Understand that your assignment may need to change throughout the day. While continuity of care is important, nurses need to recognize census change is inevitable. Consolidation or redistribution of resources is vital to patient safety, and full compliance with optimal perinatal staffing guidelines may not be always be possible. Commitment to your patient will help you get through your day and remove you from extraneous staff drama. Witnessing whining, complaining, and arguing distracts even the best of nurses and escalates anyone’s blood pressure. Stay focused on the task at hand and consciously avoid negative and harmful behaviors. Much has been written on the amazing benefits of mindfulness and meditation. Both can catalyze positive change and improved outlook. If you find yourself drowning in a toxic environment, step back, take a deep breath, relax, and try to redirect your focus with positivity. Focus to keep everyone’s best interest at heart. Consideration of your peers is not only respectful, but shows integrity and professionalism.
4) Get to know your patient.
Strong nurse-patient relationships are known to promote nurse satisfaction and decrease stress. Remind yourself how lucky you are to have a job that helps others with a life-changing and a life-lasting event. Childbirth has been slated as an event that is so monumentally powerful that memories that surround the birth experience remain intact for a lifetime. People interviewed in late life still recall specific details of the delivery of their child. You have been given the opportunity to impact that patient’s memories that will last a lifetime. There is nothing finer than witnessing a parent seeing and holding their child for the first time. The culmination of waiting and dreaming for nine long months leaves them in awe as they gaze upon the miracle that will change their lives forever. You have helped to provide this “pinnacle moment.” Few jobs offer such an amazing opportunity.

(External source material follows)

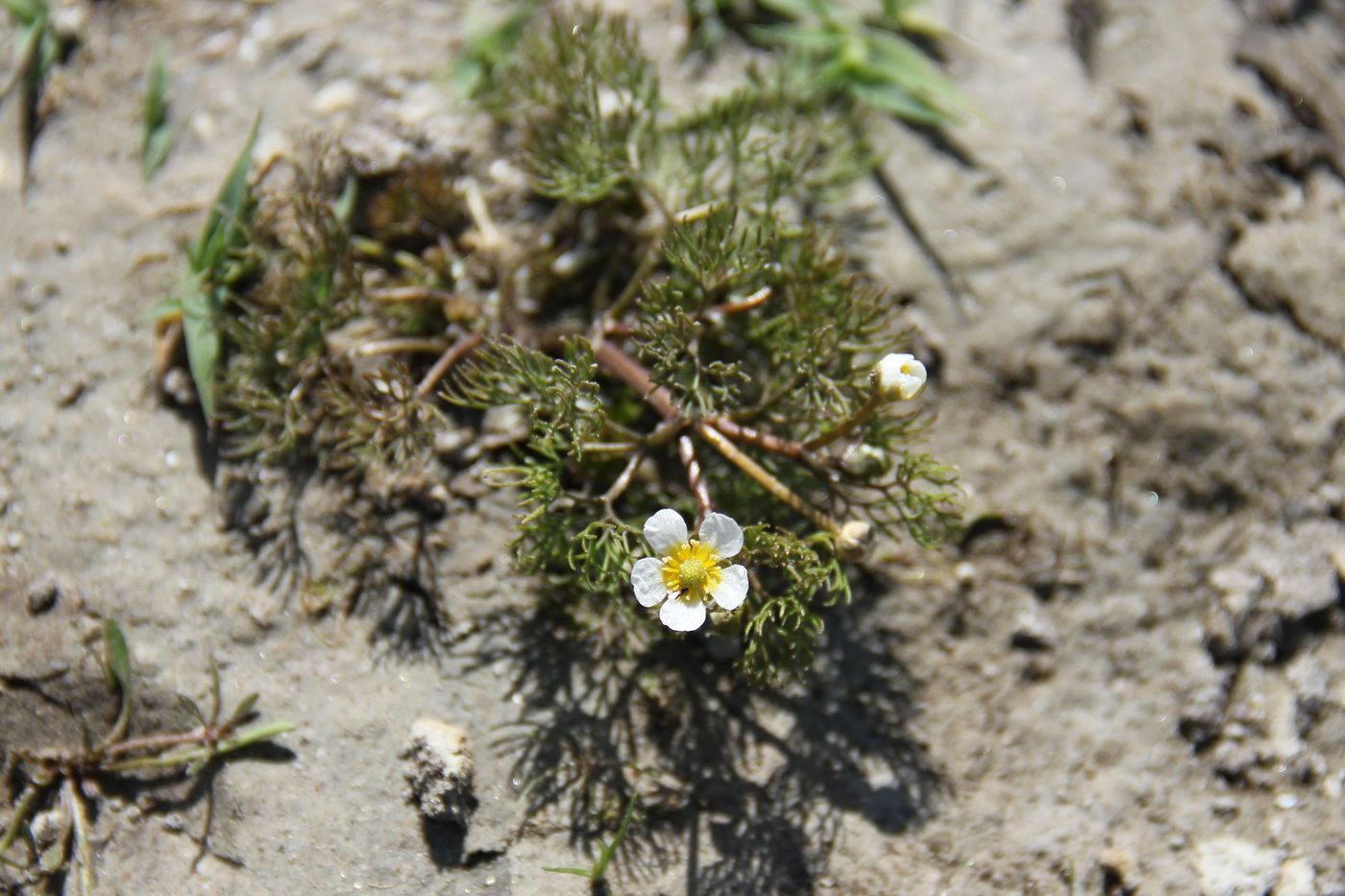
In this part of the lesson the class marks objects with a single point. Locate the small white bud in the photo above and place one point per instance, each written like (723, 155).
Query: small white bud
(865, 462)
(853, 540)
(900, 376)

5) Meet with peers to address concerns.
If you are feeling overwhelmed with your work environment, chances are you are not alone. In meetings, allow everyone to voice their opinions and formulate a plan of action. Identify problematic areas and develop reasonable ideas to improve areas of ongoing concern. Your organization should be willing to work with you. Organizations that prioritize nurse engagement have shown improved nurse retention and satisfaction.

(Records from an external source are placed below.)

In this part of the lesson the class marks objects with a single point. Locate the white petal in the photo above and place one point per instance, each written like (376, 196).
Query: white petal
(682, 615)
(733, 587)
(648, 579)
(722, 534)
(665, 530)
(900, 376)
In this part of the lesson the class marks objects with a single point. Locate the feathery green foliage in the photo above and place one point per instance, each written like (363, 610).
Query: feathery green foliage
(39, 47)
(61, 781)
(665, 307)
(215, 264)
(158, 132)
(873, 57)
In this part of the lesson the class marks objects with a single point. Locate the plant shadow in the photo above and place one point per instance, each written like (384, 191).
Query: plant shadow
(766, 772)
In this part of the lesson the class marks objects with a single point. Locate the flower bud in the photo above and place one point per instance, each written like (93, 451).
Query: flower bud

Daily implementation of these few simple practices can make a big difference. I invite you to consider the following:
- Your job is as good as you want to make it. Be the agent of change to overcome negativity on your unit. Offer your co-workers positivity and support.
- Cherish your strong ability as a nurse to provide your patient with the best “pinnacle moment” possible. End your shift with the mindful practice of giving thanks for the opportunity to help bring new life into the world and knowing you have done your best.
- Incorporate mindfulness and gratitude into your daily routine to create a peaceful inner solace.
- As you leave work, enjoy family and friends. Leave the stress at work behind.
- Focus on healthful practices that will foster continued relaxation and positivity for the remainder of your day.
- Remember to approach your next shift with renewed vitality and enthusiasm.